Saving and Converting to a Tensorflow Lite model

  • To convert the model to a tensorflow lite model, we first need to save the model to disk as a SavedModel. Then we can use the SavedModel2TFlite method to convert and optimize the model for Tensorflow Lite.
# Set the paths where the models will be saved.
savedMdl = "./my-model"
tfliteMdl = "./my-model.tflite"

# If you want to optimize the model for embedded devices, set this to True.
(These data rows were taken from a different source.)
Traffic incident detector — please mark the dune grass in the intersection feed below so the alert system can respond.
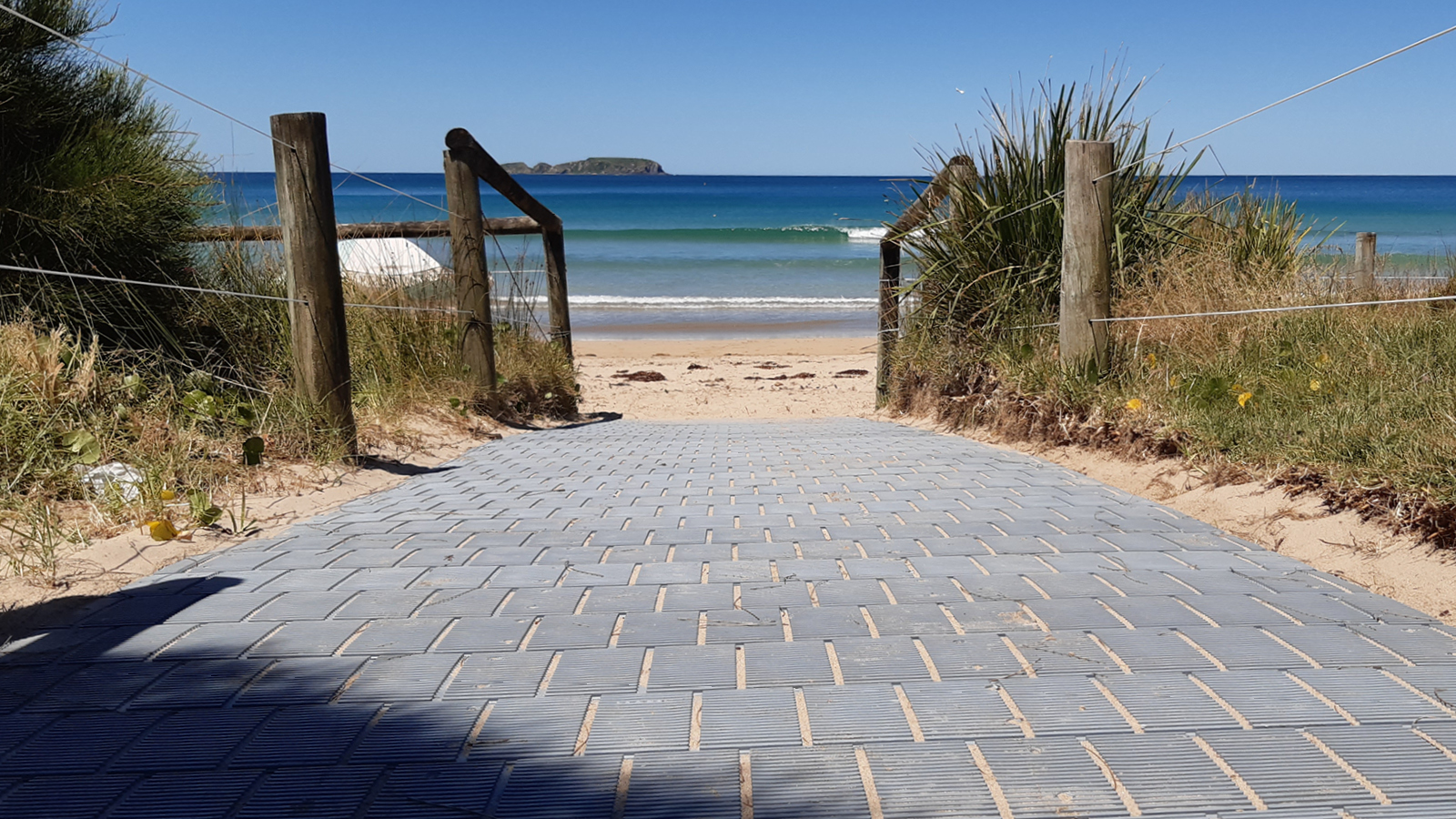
[891,65,1456,547]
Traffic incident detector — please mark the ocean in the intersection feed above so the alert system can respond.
[216,174,1456,339]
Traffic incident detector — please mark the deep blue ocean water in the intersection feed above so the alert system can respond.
[217,174,1456,337]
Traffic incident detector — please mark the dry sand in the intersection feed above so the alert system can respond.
[0,417,517,644]
[577,339,1456,623]
[11,339,1456,642]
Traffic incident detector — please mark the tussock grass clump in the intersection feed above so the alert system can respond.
[0,0,208,351]
[891,64,1456,547]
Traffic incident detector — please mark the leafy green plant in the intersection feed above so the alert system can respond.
[243,436,267,466]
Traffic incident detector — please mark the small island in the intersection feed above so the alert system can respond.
[502,156,668,177]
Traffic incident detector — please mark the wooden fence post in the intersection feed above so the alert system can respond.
[1058,140,1112,373]
[541,225,573,361]
[444,150,495,395]
[271,114,359,458]
[446,128,572,360]
[1356,233,1374,293]
[875,155,976,407]
[875,236,900,407]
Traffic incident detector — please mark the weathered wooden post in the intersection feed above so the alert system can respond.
[1058,140,1114,373]
[1356,233,1374,293]
[541,223,573,361]
[875,155,976,407]
[271,114,359,458]
[444,150,495,393]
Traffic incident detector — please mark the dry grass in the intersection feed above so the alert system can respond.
[895,226,1456,547]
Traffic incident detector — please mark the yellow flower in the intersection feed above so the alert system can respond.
[147,521,177,541]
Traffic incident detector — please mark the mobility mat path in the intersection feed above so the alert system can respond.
[0,420,1456,819]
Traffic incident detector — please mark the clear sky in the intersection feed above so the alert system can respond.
[95,0,1456,175]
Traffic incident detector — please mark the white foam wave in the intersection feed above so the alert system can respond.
[570,296,878,310]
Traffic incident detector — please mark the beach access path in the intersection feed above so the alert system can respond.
[0,419,1456,819]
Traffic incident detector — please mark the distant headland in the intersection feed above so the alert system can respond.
[502,156,667,177]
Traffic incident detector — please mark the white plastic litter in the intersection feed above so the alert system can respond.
[339,238,444,286]
[82,462,143,502]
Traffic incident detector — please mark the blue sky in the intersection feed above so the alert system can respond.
[95,0,1456,175]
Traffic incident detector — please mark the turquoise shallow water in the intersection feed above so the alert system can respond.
[217,174,1456,337]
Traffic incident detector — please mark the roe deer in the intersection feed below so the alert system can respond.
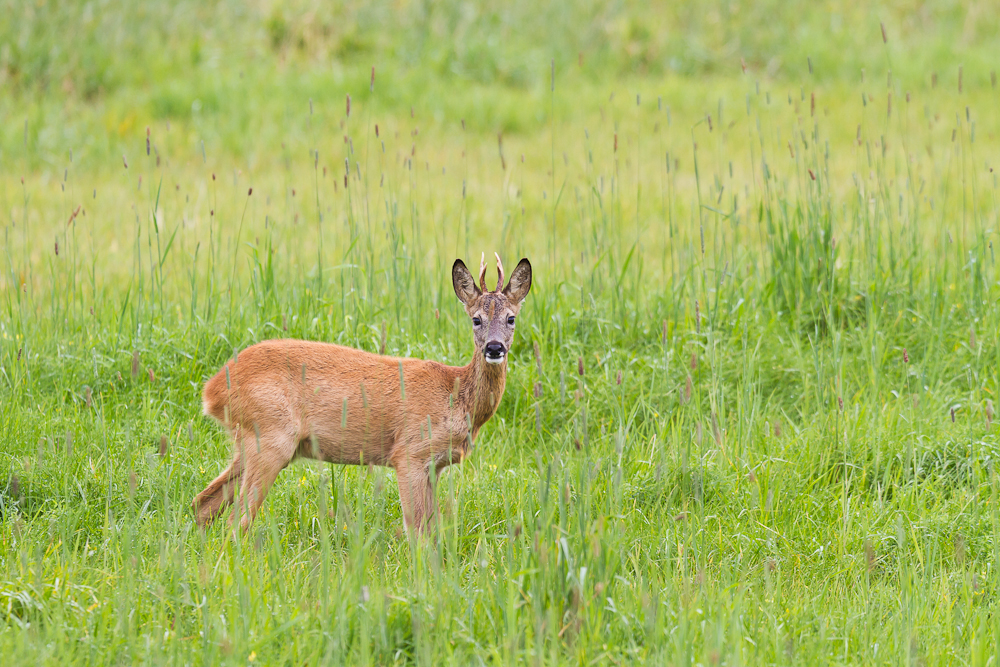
[192,255,531,533]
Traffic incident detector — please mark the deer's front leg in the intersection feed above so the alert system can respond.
[395,458,435,534]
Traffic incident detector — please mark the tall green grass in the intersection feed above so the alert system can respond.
[0,5,1000,665]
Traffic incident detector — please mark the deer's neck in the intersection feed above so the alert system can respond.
[459,350,507,438]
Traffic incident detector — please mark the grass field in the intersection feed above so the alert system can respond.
[0,0,1000,665]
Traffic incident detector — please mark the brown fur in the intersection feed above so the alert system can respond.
[192,253,531,530]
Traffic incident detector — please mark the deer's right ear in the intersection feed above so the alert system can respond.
[451,259,482,305]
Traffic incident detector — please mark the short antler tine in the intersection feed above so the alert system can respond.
[479,252,486,292]
[493,253,503,292]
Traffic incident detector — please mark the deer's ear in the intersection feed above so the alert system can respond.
[451,259,482,305]
[503,257,531,304]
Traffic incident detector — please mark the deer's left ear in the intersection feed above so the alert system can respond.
[503,257,531,304]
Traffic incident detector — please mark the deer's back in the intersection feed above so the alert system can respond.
[203,339,468,456]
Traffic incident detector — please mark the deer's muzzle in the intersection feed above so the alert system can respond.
[484,341,507,364]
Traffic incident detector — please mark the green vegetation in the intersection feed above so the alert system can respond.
[0,0,1000,665]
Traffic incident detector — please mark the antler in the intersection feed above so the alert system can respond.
[479,252,486,292]
[493,253,503,292]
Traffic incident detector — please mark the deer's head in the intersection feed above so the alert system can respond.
[451,255,531,364]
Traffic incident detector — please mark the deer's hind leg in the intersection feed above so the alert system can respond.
[191,447,243,528]
[231,431,299,531]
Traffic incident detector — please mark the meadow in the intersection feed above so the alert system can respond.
[0,0,1000,665]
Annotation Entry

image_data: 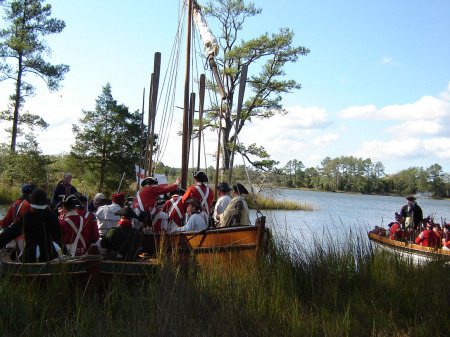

This will
# cause the tensorflow lite model to be optimized for size and latency, as well as
# utilize use ARM's Neon extensions for math computations. (This may cause the model
# to actually run *slower* on x86 systems that don't use Neon).
optimize=False
targetDtypes = [ tf.float32 ]

mdl.save(savedMdl)
ktf.models.SavedModel2TFLite(savedMdl, tfliteMdl, optimize=optimize, target_dtypes=targetDtypes)

Related Projects

  • There are a couple of related projects out there that served as very useful reference, especially for the feature extraction layers:

    • kaldifeat: Kaldi feature extraction implemented in NumPy
    • torchaudio: Kaldi feature extraction implemented in PyTorch
    • zig-audio: SPTK feature extraction implemented in Zig

License

Apache License 2.0